The next destroyer of worlds
New York Times reporters Judith Miller, Stephen Engelberg, and William Broad have written an excellent book on the broad issue of biological weapons. They combine crisp writing, engaging anecdotes, pathbreaking reporting, and thoughtful policy analysis into this volume - certainly one of the best overviews of the subject.
The book opens with a chilling report on a bioterrorism attack carried out by members of a religious cult in Oregon in 1984. Although no one died, almost a thousand people became sick. The frantic efforts of doctors and law enforcement officials to determine the nature of the attack - or even to determine if it was an attack - provide a warning in miniature of the daunting challenges that face the US.
The book's early chapters focus on the history of biological-weapons research during the cold war, revealing considerable detail about an ambitious American program through the 1960s as well as the better-known Soviet efforts. Even as the US developed a massive nuclear stockpile that should have sufficed as an ultimate deterrent, cold-war dynamics drove the pursuit of various types of germ warfare - including an elusive quest for agents that could incapacitate large segments of the population of a country such as Cuba or Vietnam without killing them. Richard Nixon ended such efforts in 1969.
The book also details Saddam Hussein's largely successful efforts to acquire biological weaponry. It explains the great worries his programs caused American policymakers during the Gulf War, when they knew that the US lacked the necessary stockpiles of vaccines and the types of biological agent detectors that would have been essential to protect American troops.
The book bogs down a bit in its middle sections, when it provides more detail than necessary on the 1990s US debates over vaccinating soldiers against anthrax and funding various types of biological-preparedness programs. But this is a minor flaw in the narrative. The story picks up again as the authors describe how President Clinton became interested in the subject of biological arms.
The final chapters of the book unveil the results of the journalists' best investigative reporting, detailed in a New York Times story earlier this month as well. In these pages, the authors explain how the US government elected to build mock biological weapons in the 1990s without substantial White House oversight or a fully convincing case that its research was consistent with the 1972 treaty banning the development and stockpiling of biological arms for military purposes.
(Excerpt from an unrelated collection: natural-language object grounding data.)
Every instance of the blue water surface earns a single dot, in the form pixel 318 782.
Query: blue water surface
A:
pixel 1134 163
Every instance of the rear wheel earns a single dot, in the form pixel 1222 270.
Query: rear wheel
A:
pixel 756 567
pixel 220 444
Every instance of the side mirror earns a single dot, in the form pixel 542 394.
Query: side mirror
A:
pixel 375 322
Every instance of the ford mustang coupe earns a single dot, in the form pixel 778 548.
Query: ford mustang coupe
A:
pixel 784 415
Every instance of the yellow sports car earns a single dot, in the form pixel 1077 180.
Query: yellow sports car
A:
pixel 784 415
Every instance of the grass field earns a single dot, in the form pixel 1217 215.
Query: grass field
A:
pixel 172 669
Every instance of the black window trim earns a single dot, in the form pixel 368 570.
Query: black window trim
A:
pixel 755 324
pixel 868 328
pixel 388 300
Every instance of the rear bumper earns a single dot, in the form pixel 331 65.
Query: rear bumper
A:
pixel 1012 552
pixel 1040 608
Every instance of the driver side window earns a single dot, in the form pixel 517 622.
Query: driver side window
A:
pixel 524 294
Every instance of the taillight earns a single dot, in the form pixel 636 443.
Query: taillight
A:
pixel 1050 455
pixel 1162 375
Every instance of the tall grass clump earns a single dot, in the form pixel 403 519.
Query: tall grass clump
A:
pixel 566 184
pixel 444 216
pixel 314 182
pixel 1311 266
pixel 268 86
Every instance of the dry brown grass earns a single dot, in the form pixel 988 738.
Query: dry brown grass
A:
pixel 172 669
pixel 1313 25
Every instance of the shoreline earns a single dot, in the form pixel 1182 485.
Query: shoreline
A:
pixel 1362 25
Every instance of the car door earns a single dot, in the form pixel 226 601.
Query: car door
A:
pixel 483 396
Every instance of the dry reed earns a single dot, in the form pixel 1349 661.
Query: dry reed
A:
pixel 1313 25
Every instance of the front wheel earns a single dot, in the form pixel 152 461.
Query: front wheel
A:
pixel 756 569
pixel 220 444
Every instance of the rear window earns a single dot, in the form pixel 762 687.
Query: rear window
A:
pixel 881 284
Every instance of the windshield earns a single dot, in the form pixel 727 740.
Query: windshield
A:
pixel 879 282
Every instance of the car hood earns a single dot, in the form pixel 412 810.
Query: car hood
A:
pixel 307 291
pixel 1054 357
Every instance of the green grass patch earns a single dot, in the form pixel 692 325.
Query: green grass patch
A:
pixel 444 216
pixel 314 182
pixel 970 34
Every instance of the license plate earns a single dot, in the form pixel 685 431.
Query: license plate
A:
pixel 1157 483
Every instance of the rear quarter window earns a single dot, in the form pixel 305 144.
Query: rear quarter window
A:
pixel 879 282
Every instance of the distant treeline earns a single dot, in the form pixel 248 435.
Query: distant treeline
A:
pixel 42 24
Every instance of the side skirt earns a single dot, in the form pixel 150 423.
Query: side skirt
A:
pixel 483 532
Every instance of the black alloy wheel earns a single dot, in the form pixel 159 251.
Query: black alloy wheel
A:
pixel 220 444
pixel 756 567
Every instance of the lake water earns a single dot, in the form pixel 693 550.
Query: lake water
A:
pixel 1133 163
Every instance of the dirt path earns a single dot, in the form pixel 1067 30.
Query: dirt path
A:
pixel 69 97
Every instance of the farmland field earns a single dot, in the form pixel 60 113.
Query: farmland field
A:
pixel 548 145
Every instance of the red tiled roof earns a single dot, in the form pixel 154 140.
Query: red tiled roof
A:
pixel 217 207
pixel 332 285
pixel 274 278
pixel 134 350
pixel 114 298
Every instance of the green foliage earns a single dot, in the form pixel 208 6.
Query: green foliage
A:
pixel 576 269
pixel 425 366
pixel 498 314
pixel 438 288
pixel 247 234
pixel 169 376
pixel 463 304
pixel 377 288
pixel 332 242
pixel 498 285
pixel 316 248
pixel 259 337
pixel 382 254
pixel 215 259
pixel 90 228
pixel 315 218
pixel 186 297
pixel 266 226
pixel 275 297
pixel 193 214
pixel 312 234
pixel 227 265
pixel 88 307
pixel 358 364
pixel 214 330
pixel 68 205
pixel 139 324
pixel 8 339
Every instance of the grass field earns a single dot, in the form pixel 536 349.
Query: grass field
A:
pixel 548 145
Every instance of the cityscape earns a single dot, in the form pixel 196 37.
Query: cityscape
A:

This is good reporting, even if it falls somewhat short of providing the smoking gun of a treaty violation.
The book's policy prescriptions are a bit shallow. The authors' call for some type of verification protocol for the 1972 Biological Weapons Convention, even while admitting that "the world's experience with Iraq clearly shows the limits of international inspections."
More attention to the tangential role of nuclear arms would have been helpful, too. Some maintain that the US will never be able to abolish its nuclear arms, given the need to deter the use of biological agents.
How serious a threat is posed by biological arms in the hands of terrorists? The authors' primary means of addressing this question is by considering the history of the Japanesecult Aum Shinrikyo. Other groups such as Al Qaeda, Osama bin Laden's terrorist network, receive very limited attention. Nevertheless, looking over their research, the authors conclude, "The world's response to the growing dangers of germ weapons has fallen far short of what is needed."
The authors are right to call for more research on antidotes to biological agents and improvements in public health systems and epidemiological tracking, but they raise a troubling domestic impediment to such preparedness. "Biodefense," they warn, "has no natural political constituency in Washington. The military-industrial complex that supports weapons systems has little interest in vaccines and public health."
This thorough, engaging, and important book concludes, "If we as a nation believe that the germ threat is a hoax, we are spending too much money on it. But if the danger is real, as we conclude that it is, then the investment is much too haphazard and diffuse."
Michael O'Hanlon is a senior fellow at the Brookings Institution.